From Susun Weed: “To make a goldenrod vinegar: Chop the goldenrod coarsely, filling a jar with chopped flowers, leaves, stalks (and roots if you have them); then fill the jar to the top with room-temperature, pasteurized, apple cider vinegar. Cap it tightly with a plastic lid. (Metal lids will be eroded by the action of the vinegar. If you must use one, protect it with several layers of plastic between it and the vinegar.) Be sure to label your vinegar with the date and contents. Your goldenrod vinegar will be ready to use in six weeks to improve mineral balance, help prevent kidney stones, eliminate flatulence, and improve immune functioning.” ~From her Herbal Medicine Article: Glorious Goldenrod.
According to Susun Weed’s article, use of the vinegar will “improve mineral balance, help prevent kidney stones, eliminate flatulance, and improve immune functioning.”
I personally noticed while working with goldenrod vinegar preparations that it facilitates expansion in the lungs. I feel this more intensely when I work with the oxymel and the infused vinegar, so maybe the apple cider vinegar has something to do with that feeling. I also feel it with the tinctures and elixirs, just not as deeply.
If you want to make a really strong oxymel/shrub, use fresh, flowering tops in your vinegar and add local honey to taste. I prefer mine slightly sweet, but that’s just personal preference; some herbalists use more than 50% honey to vinegar ratio. Dried leaves make a very mellow vinegar infusion while fresh leaves and flowering tops make a very strong infusion.
Goldenrod has really helped me with communication; not necessarily with the ability to speak, but with clarity of mind and focus. (Calamus root has been very helpful in this area as well)

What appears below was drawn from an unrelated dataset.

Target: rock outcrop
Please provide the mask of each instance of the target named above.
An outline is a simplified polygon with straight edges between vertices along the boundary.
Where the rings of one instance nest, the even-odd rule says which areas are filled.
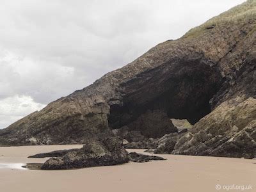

Emotionally, I feel happy and peaceful when I work with goldenrod. I turn to the spirit of this plant when I feel unsettled or lethargic, when I feel like I have been in the house too long (cabin fever), or when winter has been hanging around a little too long and I’m not getting enough sunshine on my face. Goldenrod is a gentle and affectionate spirit, always ready to nourish and tonify our systems and soothe us when we experience nervous energy, nervous exhaustion or chronic fatigue. I have had moments of wanting to “crawl out of my skin” emotionally, and goldenrod, used alone or combined with a few other plants, has eased me tremendously.
I wonder if goldenrod is beneficial for lymphatic issues… maybe by helping to facilitate movement in other systems of the body, it indirectly affects the lymphatic system. If anyone has worked with goldenrod on that level, I would love to have feedback.